As for Cosette’s education, it was almost finished and complete.
His determination once taken, he awaited an opportunity. It was not
long in presenting itself. Old Fauchelevent died.
Jean Valjean demanded an audience with the revered prioress and told
her that, having come into a little inheritance at the death of his
brother, which permitted him henceforth to live without working, he
should leave the service of the convent and take his daughter with him;
but that, as it was not just that Cosette, since she had not taken the
vows, should have received her education gratuitously, he humbly begged
the Reverend Prioress to see fit that he should offer to the community,
as indemnity, for the five years which Cosette had spent there, the sum
of five thousand francs.
It was thus that Jean Valjean quitted the convent of the Perpetual
Adoration.
On leaving the convent, he took in his own arms the little valise the
key to which he still wore on his person, and would permit no porter to
touch it. This puzzled Cosette, because of the odor of embalming which
proceeded from it.
Let us state at once, that this trunk never quitted him more. He always
had it in his chamber. It was the first and only thing sometimes, that
he carried off in his moving when he moved about.
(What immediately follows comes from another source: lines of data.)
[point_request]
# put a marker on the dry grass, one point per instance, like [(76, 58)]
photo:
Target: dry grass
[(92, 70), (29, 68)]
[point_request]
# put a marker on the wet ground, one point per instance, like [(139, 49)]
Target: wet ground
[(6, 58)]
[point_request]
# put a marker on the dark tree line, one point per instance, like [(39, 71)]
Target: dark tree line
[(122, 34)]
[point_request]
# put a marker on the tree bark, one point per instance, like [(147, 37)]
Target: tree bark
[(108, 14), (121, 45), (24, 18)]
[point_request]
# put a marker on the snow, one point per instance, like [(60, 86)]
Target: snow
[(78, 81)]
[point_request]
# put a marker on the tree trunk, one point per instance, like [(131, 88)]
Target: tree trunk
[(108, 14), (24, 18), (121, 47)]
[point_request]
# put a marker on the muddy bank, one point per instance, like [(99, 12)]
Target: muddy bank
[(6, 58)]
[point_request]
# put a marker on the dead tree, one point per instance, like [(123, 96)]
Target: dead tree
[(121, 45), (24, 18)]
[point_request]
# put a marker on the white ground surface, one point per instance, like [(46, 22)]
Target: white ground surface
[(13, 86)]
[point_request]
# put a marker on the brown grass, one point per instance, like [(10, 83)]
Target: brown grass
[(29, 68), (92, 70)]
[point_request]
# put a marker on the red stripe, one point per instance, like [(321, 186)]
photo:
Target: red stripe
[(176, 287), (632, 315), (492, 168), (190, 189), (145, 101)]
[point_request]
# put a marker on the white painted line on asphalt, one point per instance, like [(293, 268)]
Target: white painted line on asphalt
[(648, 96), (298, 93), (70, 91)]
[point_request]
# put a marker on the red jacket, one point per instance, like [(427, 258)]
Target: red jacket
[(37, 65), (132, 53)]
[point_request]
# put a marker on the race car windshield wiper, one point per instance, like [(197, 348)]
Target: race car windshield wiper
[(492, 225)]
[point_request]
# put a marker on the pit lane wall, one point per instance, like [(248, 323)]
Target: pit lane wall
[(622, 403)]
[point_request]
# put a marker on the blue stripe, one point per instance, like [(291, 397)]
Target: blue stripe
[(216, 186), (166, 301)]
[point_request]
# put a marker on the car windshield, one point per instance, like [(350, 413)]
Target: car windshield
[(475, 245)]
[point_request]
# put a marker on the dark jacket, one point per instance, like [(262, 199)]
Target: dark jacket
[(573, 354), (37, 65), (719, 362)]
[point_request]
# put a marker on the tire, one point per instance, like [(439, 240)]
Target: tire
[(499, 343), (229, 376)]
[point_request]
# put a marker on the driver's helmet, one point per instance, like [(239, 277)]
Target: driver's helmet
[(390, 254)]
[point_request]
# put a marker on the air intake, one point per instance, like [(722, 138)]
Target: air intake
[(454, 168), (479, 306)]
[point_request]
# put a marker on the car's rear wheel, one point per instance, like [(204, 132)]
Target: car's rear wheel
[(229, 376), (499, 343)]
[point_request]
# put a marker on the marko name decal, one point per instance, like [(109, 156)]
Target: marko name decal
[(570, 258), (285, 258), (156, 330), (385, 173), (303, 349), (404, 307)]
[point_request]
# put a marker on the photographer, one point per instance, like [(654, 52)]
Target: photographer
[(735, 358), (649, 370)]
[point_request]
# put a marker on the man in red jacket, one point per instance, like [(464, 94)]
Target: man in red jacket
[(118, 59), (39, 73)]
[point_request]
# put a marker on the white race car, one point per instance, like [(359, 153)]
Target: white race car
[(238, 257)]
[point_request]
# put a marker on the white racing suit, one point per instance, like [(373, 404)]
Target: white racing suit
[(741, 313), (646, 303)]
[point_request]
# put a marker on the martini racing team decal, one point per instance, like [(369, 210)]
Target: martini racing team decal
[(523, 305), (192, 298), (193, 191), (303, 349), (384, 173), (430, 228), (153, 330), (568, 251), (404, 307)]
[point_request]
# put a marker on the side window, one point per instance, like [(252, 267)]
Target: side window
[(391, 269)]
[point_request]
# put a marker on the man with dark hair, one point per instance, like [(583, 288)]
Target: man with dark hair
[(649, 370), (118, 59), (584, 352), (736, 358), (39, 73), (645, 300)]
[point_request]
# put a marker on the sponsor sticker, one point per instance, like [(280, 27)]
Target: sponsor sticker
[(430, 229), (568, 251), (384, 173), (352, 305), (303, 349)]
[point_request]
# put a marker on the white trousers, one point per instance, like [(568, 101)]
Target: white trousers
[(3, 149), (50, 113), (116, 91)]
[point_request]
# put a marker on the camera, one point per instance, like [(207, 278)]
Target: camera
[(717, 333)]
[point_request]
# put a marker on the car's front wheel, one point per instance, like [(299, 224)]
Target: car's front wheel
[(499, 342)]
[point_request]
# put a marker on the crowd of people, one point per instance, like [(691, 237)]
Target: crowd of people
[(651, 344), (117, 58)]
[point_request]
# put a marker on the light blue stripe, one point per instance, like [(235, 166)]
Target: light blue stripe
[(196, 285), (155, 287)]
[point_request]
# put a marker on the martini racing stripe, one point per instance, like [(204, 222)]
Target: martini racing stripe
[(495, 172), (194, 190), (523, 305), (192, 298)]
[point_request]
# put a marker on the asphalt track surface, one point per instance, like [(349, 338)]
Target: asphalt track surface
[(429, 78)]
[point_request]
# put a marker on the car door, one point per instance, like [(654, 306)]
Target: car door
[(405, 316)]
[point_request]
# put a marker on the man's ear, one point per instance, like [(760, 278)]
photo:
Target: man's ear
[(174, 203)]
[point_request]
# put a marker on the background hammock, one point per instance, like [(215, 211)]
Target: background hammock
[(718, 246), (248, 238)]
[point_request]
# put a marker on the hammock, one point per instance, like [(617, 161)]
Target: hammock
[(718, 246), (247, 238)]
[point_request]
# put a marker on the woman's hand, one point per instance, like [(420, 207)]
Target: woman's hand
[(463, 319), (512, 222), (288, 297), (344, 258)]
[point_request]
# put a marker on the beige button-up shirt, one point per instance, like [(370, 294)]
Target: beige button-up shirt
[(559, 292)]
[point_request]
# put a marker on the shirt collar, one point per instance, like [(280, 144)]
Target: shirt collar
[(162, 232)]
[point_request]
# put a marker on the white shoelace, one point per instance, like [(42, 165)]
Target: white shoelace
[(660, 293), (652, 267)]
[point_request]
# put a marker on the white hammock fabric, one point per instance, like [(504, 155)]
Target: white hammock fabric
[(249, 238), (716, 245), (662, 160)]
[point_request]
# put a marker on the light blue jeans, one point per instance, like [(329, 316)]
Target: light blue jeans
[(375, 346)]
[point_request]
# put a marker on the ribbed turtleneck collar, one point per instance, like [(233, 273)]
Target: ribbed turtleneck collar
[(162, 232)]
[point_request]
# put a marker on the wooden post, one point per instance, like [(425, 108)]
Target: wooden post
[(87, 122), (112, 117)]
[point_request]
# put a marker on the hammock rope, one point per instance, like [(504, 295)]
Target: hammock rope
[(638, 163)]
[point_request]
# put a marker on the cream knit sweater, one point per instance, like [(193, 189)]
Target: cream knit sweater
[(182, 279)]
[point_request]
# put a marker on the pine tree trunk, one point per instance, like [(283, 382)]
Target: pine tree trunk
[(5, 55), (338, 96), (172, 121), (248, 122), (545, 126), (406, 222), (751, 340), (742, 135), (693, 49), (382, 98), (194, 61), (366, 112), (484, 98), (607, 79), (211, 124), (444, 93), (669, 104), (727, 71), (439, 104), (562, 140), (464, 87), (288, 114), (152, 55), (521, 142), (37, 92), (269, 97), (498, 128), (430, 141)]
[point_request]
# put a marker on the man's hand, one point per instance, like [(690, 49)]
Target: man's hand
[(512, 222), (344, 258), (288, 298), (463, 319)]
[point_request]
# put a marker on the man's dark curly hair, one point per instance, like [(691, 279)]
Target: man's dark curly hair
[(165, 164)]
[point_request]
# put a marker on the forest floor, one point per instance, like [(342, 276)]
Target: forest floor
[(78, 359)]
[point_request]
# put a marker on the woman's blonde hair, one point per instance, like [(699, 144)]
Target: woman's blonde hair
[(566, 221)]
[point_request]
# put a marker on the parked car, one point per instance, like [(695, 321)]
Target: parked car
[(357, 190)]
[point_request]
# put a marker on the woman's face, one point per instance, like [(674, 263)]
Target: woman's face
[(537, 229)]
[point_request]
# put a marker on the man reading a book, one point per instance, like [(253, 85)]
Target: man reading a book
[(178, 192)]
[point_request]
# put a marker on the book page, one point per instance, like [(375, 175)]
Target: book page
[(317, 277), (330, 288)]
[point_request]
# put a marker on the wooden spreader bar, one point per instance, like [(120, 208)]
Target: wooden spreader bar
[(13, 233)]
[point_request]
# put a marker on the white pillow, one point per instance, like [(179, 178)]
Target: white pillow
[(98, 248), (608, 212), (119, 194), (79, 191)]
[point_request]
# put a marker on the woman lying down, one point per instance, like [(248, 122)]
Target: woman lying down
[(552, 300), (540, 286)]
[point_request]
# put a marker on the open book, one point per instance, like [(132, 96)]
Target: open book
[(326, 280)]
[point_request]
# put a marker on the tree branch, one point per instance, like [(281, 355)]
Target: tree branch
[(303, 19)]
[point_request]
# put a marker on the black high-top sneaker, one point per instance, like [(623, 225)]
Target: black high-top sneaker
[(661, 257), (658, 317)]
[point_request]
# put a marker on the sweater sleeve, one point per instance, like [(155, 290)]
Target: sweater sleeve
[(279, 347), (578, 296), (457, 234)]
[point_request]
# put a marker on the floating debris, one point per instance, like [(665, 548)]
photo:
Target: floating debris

Cosette laughed at
it, and called this valise his _inseparable_, saying: “I am jealous of
it.”
Nevertheless, Jean Valjean did not reappear in the open air without
profound anxiety.
He discovered the house in the Rue Plumet, and hid himself from sight
there. Henceforth he was in the possession of the name:—Ultime
Fauchelevent.
At the same time he hired two other apartments in Paris, in order that
he might attract less attention than if he were to remain always in the
same quarter, and so that he could, at need, take himself off at the
slightest disquietude which should assail him, and in short, so that he
might not again be caught unprovided as on the night when he had so
miraculously escaped from Javert. These two apartments were very
pitiable, poor in appearance, and in two quarters which were far remote
from each other, the one in the Rue de l’Ouest, the other in the Rue de
l’Homme Armé.
He went from time to time, now to the Rue de l’Homme Armé, now to the
Rue de l’Ouest, to pass a month or six weeks, without taking Toussaint.
He had himself served by the porters, and gave himself out as a
gentleman from the suburbs, living on his funds, and having a little
temporary resting-place in town. This lofty virtue had three domiciles
in Paris for the sake of escaping from the police.